AI and Data Privacy in JProfiler

JProfiler's MCP server is a local process that speaks the Model Context Protocol standard. When an AI agent such as Claude Code, Cursor or Codex is configured to use it, the agent calls the MCP server locally to retrieve profiling data: hotspots, call trees, heap analysis results, and so on.

However, the data the AI agent retrieves from JProfiler is then sent to its cloud backend as part of the context window. There are two cases, depending on your AI agent:

• With a cloud-based AI agent, profiling data (class names, method names, SQL queries, stack traces) will leave your infrastructure and be processed by that provider's cloud.
• With a self-hosted AI agent, the profiling data never leaves your infrastructure.

The AI probe is a passive observability probe, similar to JProfiler's JDBC or HTTP probes. It instruments LLM frameworks like LangChain4j and Spring AI to capture prompts, model names, token counts, and request durations as your application makes calls to external AI services. All of this data is collected and displayed locally in JProfiler and stays in your JProfiler session or snapshot file.

What your LLM provider does with those prompts is governed by its terms of service, not by JProfiler.

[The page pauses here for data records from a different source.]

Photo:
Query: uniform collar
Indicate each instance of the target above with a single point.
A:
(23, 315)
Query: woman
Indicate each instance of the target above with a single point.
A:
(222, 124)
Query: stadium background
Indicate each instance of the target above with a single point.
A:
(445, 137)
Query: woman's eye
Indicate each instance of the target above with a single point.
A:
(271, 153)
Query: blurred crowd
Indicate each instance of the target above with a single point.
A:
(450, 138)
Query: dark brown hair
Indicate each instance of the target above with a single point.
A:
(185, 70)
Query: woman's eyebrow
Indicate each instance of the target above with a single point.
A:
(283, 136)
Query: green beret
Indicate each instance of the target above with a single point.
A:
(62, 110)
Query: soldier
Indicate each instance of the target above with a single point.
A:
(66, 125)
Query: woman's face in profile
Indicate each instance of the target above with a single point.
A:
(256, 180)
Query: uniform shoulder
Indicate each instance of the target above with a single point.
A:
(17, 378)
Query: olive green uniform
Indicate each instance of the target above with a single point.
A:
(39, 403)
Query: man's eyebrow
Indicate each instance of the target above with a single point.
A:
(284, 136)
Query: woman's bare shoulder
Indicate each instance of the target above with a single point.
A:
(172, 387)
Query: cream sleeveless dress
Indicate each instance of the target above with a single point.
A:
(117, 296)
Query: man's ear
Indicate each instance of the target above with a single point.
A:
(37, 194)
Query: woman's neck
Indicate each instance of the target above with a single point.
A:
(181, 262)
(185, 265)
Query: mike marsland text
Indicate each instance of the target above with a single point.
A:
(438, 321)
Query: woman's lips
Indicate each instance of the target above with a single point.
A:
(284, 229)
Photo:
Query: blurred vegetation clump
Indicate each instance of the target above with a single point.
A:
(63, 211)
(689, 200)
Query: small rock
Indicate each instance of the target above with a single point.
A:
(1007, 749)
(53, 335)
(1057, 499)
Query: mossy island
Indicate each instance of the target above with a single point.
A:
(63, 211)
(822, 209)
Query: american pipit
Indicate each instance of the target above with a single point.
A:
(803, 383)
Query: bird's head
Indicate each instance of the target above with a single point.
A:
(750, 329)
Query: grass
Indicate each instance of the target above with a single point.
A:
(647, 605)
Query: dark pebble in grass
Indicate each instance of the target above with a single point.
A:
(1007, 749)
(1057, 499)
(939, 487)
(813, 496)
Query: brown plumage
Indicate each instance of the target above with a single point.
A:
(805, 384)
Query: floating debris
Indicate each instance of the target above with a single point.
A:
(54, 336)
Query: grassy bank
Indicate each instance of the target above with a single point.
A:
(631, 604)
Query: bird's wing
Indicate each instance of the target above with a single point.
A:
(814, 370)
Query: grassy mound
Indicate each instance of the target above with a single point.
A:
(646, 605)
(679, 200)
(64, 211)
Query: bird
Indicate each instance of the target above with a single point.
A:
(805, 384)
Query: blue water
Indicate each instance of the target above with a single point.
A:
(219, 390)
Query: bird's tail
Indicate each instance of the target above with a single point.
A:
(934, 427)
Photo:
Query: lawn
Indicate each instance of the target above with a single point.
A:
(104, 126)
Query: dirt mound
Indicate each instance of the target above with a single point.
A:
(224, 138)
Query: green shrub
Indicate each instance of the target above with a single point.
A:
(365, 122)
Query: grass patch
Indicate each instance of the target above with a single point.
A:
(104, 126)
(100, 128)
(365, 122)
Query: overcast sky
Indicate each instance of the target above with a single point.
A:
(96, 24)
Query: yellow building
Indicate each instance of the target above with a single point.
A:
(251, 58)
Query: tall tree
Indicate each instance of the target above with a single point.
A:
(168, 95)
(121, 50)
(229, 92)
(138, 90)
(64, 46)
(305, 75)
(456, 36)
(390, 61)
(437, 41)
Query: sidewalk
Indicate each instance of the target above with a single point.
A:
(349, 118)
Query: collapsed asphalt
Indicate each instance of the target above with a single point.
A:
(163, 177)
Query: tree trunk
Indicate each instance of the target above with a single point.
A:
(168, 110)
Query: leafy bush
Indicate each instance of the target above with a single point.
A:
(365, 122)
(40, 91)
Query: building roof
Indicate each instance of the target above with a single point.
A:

In both flows, the data containment guarantee comes from the AI provider, not from JProfiler.

Review the data usage and training policies of the provider you route data through: the AI agent's backend for the MCP integration, or the LLM your application calls for the AI probe. Most major providers offer enterprise agreements or zero-data-retention tiers that explicitly exclude customer data from training.